Świetnie wypadają sceny wędrówki po mieście z przewodnikiem Abidem al-Asulim oraz rozmowy z pogrążonymi w letargu uczestnikami tragedii. Chwytają za serce spowiedzi wiekowych osób, które przeżyły obie masakry, a także obecnych ofiar wyniszczającej wojny. Na koniec, aby nie być posądzonym o stronniczość, Amerykanin oddaje głos Izraelczykom, przedstawiając zarzewie konfliktu z zupełnie innej perspektywy. Czytelnik nie ma jednak złudzeń, po której stronie opowiada się twórca Safe area Gorazde, kto jest rzeczywistym agresorem, a kto ofiarą. Pomaga w tym choćby sposób ilustrowania izraelskich żołnierzy – wyzutych z wszelkich emocji „ludzkich robotów”.

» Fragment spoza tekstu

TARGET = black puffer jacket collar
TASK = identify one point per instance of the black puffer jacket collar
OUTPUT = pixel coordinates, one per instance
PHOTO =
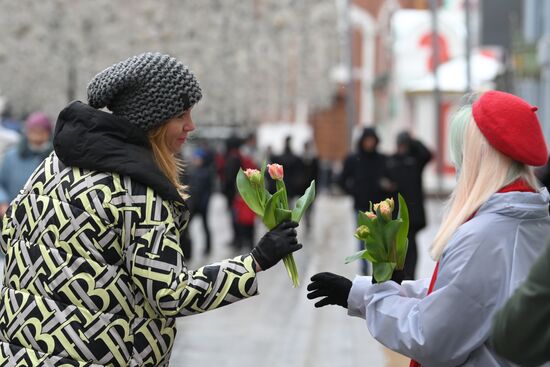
(92, 139)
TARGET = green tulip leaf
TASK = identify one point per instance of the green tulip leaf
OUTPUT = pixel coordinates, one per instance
(304, 202)
(376, 249)
(282, 215)
(402, 241)
(390, 233)
(363, 254)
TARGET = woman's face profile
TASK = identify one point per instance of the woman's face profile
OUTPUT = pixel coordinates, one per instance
(177, 130)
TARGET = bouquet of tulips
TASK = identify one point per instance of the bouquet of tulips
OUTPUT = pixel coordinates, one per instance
(385, 238)
(273, 208)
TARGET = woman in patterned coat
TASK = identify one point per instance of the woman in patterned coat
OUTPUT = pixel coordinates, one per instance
(94, 268)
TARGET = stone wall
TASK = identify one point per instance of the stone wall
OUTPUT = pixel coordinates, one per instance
(255, 59)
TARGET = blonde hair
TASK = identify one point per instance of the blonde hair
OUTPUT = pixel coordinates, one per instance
(169, 164)
(482, 172)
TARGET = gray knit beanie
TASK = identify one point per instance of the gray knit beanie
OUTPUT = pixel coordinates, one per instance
(147, 89)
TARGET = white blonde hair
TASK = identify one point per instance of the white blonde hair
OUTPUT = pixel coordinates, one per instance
(482, 172)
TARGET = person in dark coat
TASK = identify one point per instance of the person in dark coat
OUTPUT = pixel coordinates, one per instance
(521, 328)
(405, 169)
(365, 176)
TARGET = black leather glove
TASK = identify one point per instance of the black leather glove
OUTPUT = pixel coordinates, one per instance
(276, 244)
(333, 287)
(398, 276)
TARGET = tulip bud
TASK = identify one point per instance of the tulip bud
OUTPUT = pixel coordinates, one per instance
(254, 176)
(362, 232)
(391, 203)
(275, 171)
(385, 210)
(371, 215)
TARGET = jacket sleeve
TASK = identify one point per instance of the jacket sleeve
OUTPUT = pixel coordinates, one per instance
(443, 328)
(521, 329)
(155, 262)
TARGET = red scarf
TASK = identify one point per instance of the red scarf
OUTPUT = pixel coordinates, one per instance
(518, 185)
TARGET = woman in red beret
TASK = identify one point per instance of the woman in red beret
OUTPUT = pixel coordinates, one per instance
(493, 231)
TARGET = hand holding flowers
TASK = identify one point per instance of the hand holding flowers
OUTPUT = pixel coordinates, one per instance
(273, 208)
(385, 239)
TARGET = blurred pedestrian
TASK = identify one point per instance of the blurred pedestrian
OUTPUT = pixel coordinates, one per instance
(9, 137)
(405, 170)
(490, 236)
(95, 274)
(294, 169)
(232, 162)
(201, 185)
(245, 218)
(20, 161)
(365, 176)
(521, 329)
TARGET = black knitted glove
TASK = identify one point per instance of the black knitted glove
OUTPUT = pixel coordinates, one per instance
(276, 244)
(333, 287)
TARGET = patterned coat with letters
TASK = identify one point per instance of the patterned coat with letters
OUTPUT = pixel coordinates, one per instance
(94, 272)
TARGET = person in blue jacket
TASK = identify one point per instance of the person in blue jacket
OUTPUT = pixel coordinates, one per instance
(20, 161)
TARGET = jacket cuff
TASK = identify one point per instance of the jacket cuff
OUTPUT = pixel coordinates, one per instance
(356, 298)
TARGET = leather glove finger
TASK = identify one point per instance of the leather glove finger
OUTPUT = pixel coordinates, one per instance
(317, 293)
(287, 224)
(323, 302)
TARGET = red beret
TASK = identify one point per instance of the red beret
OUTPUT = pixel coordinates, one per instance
(511, 126)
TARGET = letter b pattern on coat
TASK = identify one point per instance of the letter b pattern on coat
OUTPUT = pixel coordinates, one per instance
(95, 273)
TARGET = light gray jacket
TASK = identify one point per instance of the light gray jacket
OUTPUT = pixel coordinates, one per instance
(485, 260)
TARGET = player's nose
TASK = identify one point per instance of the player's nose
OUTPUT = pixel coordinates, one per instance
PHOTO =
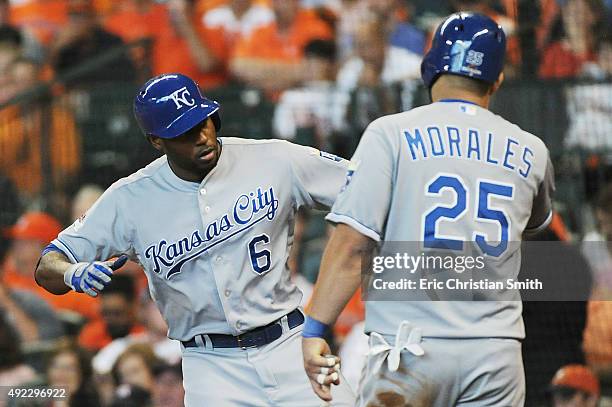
(202, 136)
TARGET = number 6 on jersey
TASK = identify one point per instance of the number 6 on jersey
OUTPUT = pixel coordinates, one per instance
(263, 255)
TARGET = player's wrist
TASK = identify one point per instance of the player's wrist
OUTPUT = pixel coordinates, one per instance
(314, 328)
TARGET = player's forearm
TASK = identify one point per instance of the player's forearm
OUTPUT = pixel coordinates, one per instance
(50, 272)
(340, 274)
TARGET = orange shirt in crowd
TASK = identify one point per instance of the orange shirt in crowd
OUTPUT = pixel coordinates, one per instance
(94, 335)
(82, 304)
(559, 61)
(597, 341)
(170, 52)
(43, 18)
(20, 147)
(268, 43)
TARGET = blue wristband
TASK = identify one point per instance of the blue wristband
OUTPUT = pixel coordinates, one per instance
(314, 328)
(51, 248)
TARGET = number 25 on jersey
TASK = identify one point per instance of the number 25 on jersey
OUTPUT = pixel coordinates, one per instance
(454, 213)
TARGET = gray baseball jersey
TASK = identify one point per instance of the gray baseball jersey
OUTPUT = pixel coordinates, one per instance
(215, 253)
(444, 174)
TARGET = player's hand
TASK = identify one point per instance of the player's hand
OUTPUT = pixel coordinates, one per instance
(91, 278)
(322, 368)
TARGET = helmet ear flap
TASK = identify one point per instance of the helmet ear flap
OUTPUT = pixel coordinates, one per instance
(216, 118)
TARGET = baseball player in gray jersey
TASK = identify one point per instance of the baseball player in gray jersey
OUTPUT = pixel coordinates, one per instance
(211, 222)
(444, 175)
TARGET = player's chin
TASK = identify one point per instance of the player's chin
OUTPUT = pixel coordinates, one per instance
(206, 161)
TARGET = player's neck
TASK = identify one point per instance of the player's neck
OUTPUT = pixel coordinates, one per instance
(187, 175)
(482, 101)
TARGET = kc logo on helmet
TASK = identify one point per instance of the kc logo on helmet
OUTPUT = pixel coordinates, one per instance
(182, 97)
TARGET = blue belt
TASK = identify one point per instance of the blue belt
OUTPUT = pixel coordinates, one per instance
(252, 339)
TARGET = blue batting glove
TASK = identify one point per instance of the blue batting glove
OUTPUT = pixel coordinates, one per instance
(91, 278)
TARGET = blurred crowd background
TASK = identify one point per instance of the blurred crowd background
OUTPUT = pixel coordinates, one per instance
(312, 71)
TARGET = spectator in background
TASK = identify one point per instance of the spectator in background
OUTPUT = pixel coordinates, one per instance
(168, 390)
(597, 343)
(573, 39)
(10, 208)
(70, 367)
(155, 335)
(10, 50)
(369, 76)
(396, 15)
(225, 25)
(375, 61)
(314, 114)
(43, 18)
(13, 370)
(554, 325)
(270, 57)
(119, 315)
(353, 12)
(589, 105)
(136, 366)
(31, 316)
(23, 128)
(574, 386)
(30, 45)
(32, 232)
(179, 41)
(82, 39)
(131, 396)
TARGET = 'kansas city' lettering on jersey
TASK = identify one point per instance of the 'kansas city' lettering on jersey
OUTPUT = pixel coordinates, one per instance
(248, 209)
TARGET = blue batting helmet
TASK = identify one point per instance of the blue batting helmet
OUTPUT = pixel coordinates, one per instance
(168, 105)
(466, 44)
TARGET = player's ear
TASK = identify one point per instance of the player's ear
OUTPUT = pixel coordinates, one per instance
(498, 82)
(155, 142)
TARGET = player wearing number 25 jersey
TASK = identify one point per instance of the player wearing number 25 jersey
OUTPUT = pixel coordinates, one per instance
(447, 175)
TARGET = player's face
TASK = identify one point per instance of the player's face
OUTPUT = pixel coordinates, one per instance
(193, 154)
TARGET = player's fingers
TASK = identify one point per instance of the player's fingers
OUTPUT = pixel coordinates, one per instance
(101, 269)
(117, 264)
(89, 290)
(314, 369)
(101, 277)
(324, 379)
(323, 361)
(94, 283)
(323, 392)
(102, 274)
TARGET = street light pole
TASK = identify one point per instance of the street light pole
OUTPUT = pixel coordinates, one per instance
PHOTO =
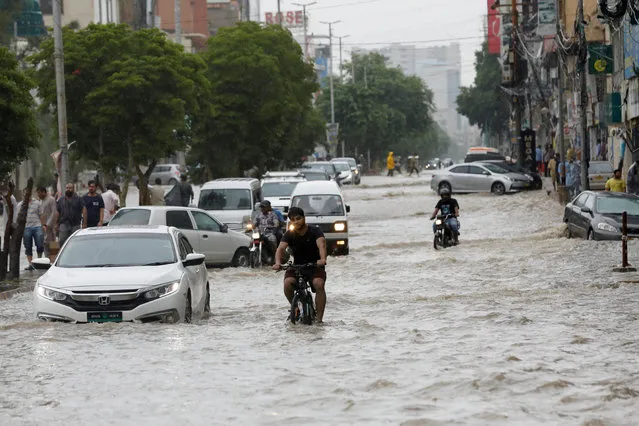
(58, 53)
(304, 6)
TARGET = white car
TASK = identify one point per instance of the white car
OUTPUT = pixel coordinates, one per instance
(207, 235)
(128, 273)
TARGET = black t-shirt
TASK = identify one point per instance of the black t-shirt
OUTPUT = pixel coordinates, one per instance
(304, 247)
(447, 206)
(93, 206)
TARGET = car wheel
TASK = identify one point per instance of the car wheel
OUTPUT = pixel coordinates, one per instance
(241, 258)
(207, 302)
(498, 188)
(445, 185)
(188, 310)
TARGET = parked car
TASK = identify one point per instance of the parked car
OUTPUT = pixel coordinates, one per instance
(597, 215)
(537, 183)
(355, 168)
(472, 178)
(598, 173)
(113, 274)
(207, 235)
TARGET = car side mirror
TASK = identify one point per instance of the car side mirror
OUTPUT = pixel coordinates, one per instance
(41, 263)
(193, 259)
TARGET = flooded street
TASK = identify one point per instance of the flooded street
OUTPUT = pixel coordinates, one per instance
(516, 325)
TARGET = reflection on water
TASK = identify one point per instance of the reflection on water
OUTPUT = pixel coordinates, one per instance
(516, 325)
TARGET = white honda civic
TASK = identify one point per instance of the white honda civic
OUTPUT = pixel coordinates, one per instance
(123, 273)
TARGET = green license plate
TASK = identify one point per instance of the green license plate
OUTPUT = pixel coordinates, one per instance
(104, 316)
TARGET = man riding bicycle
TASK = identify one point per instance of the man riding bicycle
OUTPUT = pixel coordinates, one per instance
(309, 246)
(448, 206)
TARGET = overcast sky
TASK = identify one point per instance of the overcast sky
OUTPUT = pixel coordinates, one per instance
(375, 23)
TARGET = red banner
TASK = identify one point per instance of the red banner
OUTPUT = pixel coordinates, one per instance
(494, 41)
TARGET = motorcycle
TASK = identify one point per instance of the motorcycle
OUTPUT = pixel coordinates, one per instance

Warstwa graficzna w recenzowanym albumie to prawdziwy majstersztyk. Mamy tu do czynienia z mocno kreskówkową kreską, połączoną z elementami karykatury, charakterystyczną dla amerykańskiego komiksu undergroundowego spod znaku Roberta Crumba. Ilustracje Sacco są również mocno realistyczne, zwłaszcza w wyglądzie postaci, ich mimice twarzy, a nade wszystko idealnej wręcz kompozycji drugiego planu. Zniszczone budynki, chaos na przejściach granicznych czy rzeź niewinnych zostały narysowane w pełen maestrii sposób. Strzałem w dziesiątkę okazało się pozostanie przy czarnobiałych barwach, a cieniowanie pozostaje na wysokim poziomie.
Album Strefa Gazy. Przypisy należy uznać za dramatyczny poemat o ludzkiej wrogości, nienawiści i ofiarach niekończącej się wojny. Nie ma co owijać w bawełnę – najważniejsze wydarzenie komiksowe w Polsce A.D. 2017.